FOLHA DE S. PAULO
Terça-feira, 06 de janeiro de 2014
Hélio Schwartsman
Janela para a alma
SÃO PAULO - O que eu gosto na política é que ela constitui uma janela com vista direta para a alma humana. As preferências ideológicas das pessoas cobram tamanha fidelidade de quem as abraça que muitas vezes funcionam como um marcador dos passos tortuosos que o cérebro dá para apaziguar as inevitáveis contradições do mundo real.
Tomemos o caso de Dilma Rousseff. Ela obviamente optou por tentar consertar os erros econômicos de seu primeiro mandato por meio de um ajuste liberal ortodoxo, o que exigirá uma combinação de mais impostos e menos benefícios sociais.

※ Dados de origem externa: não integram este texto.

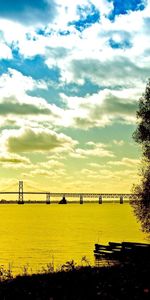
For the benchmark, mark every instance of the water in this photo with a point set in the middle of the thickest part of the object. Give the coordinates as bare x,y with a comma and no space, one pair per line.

O problema é que Dilma, além de ter sugerido na campanha que não trilharia esse caminho, vê a si mesma como mulher de esquerda, cuja prioridade é promover o bem-estar dos pobres. Há, portanto, um desencontro entre os próximos passos do governo e a autoimagem presidencial.
Até aí não há muita novidade. A vida é mesmo repleta dessas incongruências. Nossas mentes, porém, têm horror a esse choque, que os psicólogos chamam de dissonância cognitiva. Para reduzir a dor da contradição, o cérebro racionaliza, isto é, modifica as ideias, crenças e memórias que se mostram incompatíveis até que o conjunto pareça palatável.
Nesse processo, coerência e lógica estão entre as peças mais sacrificáveis. Isso ficou razoavelmente claro tanto no discurso de posse da presidente, pelo qual será possível promover um ajuste recessivo sem recessão, como nas broncas que ela já andou passando a auxiliares cujas declarações feriram a narrativa que a mandatária faz de seu governo.
E o caso de Dilma nem é dos mais patológicos. Meu exemplo favorito de racionalização é a declaração de um "serial killer" americano apanhado pela polícia em 1994: "Além das duas pessoas que matamos, das duas que ferimos, da mulher em que demos coronhadas e das pessoas que fizemos comer vidro, não machucamos ninguém". O céu é o limite.